Isla Negra - Casa de poesía y literaturas

Otras memorias de Roberto

 

 

     ROBERTO SOSA EN LOS BARRIOS.

Gustavo Zelaya.

 

La muerte de Roberto Sosa merece más que estas simples palabras, no puedo decir más. Sólo doy gracias a Iris Mencía por recordarlo de tan buena forma y a su hijo Néstor, a la familia completa quiero decirles un poco de mi memoria: que ese viejo de barba cana y gorra bien puesta, con pinta de sabio pero sin esas pretensiones, también escribió prosa de gran calidad que nos sirvió tanto a entender este suelo. Y la página literaria que tuvo años atrás, "Cronopios", en diario Tiempo, la convirtió en lugar para que muchos publicáramos algunos remedos de ensayos. De la mano de otro glorioso Roberto, Castillo, el de los cuentos memorables, tuvimos oportunidad de aprender algo de Sosa. En un telefonazo a las ocho de la mañana le comuniqué al poeta Sosa la muerte del Roberto Castillo, el honesto, cuentista, amigo.

 

Además buena parte de los  poemas de Roberto Sosa fueron cantados, musicalizados por distintas generaciones. El poema Tegucigalpa fue cantado entre 1970-1976 en los conciertos del Instituto Central por un artista que después fundó un grupo de rock, los Speed; Jorge Berlioz le puso música y lo coreaban los del Central cuando quedaba frente al parque La Merced, de esa época es la generación del pelón Santander, Luís Sosa y Marco Moreno, incorregibles e indomables  miembros del FAR. También está algo más reciente como la versión de Karla Lara a la Casa de la Justicia. Dos cantos extraordinarios. Es probable que algunos escritos políticos estén guardados en su escritorio.

 

Quiero significar que Sosa impactó en varias generaciones de hondureños, y de ello no se jactó; lo conocíamos en las barriadas, en el club juvenil de Reparto Arriba, en el colegio, en el callejón de El Olvido y en los bajos del puente La Isla, los locos de la época lo leíamos con sed, con ganas de disfrutarlo, y lo andábamos junto a Briznas de Viento del poeta Rivas y, por supuesto, cerquita de Siddhartha de Herman Hesse, y otros escritos que eran sólo para locos. En esa década entre 1969 y 1979, los lugares menos pensados de Tegucigalpa también eran centros de discusión política y cultural.

 

Seguramente que no era bien considerado en Las Lomas del Guijarro y en lugares parecidos, ni por muchas autoridades universitarias. Peor en estos tiempos después del golpe de estado del 2009.Todo ello para felicidad y deleite de muchos. Es que Roberto Sosa era nuestro, de aquí abajo y no de las élites económicas. Pero lo tuvieron que aguantar. Ahora querrán brindarle ceremonias oficiales y que lo hagan si quieren. Van a seguir aguantándolo.

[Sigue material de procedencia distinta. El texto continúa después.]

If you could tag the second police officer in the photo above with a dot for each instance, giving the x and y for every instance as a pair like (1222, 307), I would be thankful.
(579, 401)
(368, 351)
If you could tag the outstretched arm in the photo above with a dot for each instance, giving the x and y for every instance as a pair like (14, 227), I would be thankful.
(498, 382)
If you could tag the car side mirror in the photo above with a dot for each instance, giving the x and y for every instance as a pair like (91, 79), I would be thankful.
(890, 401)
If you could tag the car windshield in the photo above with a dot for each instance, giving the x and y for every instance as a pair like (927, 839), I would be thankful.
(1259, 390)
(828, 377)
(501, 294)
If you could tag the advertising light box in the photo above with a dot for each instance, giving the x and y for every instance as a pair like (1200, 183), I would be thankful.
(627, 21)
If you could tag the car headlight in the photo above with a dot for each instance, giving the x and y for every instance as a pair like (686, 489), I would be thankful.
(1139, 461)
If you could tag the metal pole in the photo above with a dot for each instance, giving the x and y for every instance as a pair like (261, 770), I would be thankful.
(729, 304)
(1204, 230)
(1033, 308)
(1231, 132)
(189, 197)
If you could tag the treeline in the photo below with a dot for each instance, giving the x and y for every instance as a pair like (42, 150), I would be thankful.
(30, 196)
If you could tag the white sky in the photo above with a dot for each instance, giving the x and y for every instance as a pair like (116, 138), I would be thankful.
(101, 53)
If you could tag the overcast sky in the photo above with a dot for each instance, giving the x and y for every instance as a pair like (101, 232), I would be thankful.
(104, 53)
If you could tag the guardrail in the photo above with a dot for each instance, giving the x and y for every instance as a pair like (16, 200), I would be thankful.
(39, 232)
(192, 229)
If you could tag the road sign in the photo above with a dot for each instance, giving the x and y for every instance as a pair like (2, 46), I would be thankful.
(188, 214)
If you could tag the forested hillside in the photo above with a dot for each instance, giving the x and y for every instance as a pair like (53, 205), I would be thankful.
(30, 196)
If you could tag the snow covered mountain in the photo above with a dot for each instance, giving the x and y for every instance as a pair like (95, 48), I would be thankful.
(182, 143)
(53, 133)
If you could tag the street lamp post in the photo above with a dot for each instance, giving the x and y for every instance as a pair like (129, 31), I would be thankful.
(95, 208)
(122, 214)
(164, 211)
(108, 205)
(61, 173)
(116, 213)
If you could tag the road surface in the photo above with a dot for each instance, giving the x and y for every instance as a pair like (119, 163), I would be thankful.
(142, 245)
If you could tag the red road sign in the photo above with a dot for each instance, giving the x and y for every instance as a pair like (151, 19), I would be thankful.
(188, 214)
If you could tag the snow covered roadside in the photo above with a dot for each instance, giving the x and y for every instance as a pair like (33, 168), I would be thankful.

Y aquel profundo poeta, una de nuestras joyas intelectuales,  también tuvo gestos picarescos, al más puro estilo de los buenos barrios de Tegucigalpa, como la calidad ácida de sus apodos, duros, eficaces, retratos completos.  Hay uno de ellos que ha quedado para la posteridad, para gran dolor del que lo porta, y es una patente exclusiva del poeta Roberto Sosa, "Rata Gorda", inolvidable, habrá más que irán saliendo. Nos queda Roberto Sosa a todos los que queremos a Honduras. Nos queda para siempre y para los que vendrán a liberar nuestro país.